Érase una vez un hada que se hallaba observando desde hacía tiempo a un niño. Lo había atraído hacia él su corazón noble y limpio y a ella le agradaba adentrarse en sus emociones y sentir su silencio interior. Era un niño tranquilo y sensible que vivía en una granja en el bosque y desde pequeño había aprendido a amarlo y a respetarlo.
Conocía el lenguaje de los animales y le encantaba jugar con la brisa. En el bosque siempre había encontrado a un amigo invisible que se hallaba presente en el borboteo del agua, en el movimiento de los animales y en suave el balanceo de las ramas de los árboles con el viento en otoño.
El hada quería que su vida mejorara por lo que le envió con su aliento de luz la prosperidad suficiente para que el niño y su familia pudieran mudarse a una mansión en una población cercana a la ciudad. La familia fue feliz por ello pero el niño echaba de menos la intimidad de las praderas, las luces de las luciérnagas en las noches de verano, el canto de los grillos que retaba al silencio nocturno y la brisa juguetona que se colaba entre las vigas del granero de su antigua granja junto a los rayos del sol.
El niño sentía melancolía por la espontaneidad de los animalitos y el vuelo grácil de la alondra o la majestuosidad de las alas de las águilas, esos señores que reinaban en el cielo de las alturas y que vigilaban las cumbres nevadas. A veces, el niño soñaba con que esas enormes alas lo abrazaran. Él consideraba a las águilas como los vigías del cielo y sabía que algún día sus alas protegerían al mundo.

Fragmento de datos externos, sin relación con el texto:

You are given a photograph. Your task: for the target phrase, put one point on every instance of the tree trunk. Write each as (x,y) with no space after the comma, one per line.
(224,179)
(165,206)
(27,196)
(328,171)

Al niño su mamá le leía cada día cuentos de hadas. Las hadas velaban por los animales y las plantas del bosque. El niño se imaginaba en secreto siendo invisible como ellas y mirando a los demás con una mente neutral libre de juicios y de cargas. Esa ligereza le hacía elevarse por encima de sus pensamientos.
Un día el hada consiguió ver la luz del corazón del niño y se dio cuenta que con la nueva situación, el niño había dejado de ser tan feliz como cuando lo era en el bosque, cerca de los árboles, de los lagos, de la caricia del aire, de la frescura de las gotas de rocío y de la belleza del amanecer. Así que el hada propició que un día el niño, ahora ya adolescente, se acercara al bosque y se percatara de que la granja de su infancia estaba en venta. No se lo pensó dos veces y convenció a sus padres para que la adquirieran. Fue restaurada y desde entonces él sigue contemplando las estrellas desde el techo abovedado de su alcoba y dándole las gracias a su hada por el retorno a su adorado hogar.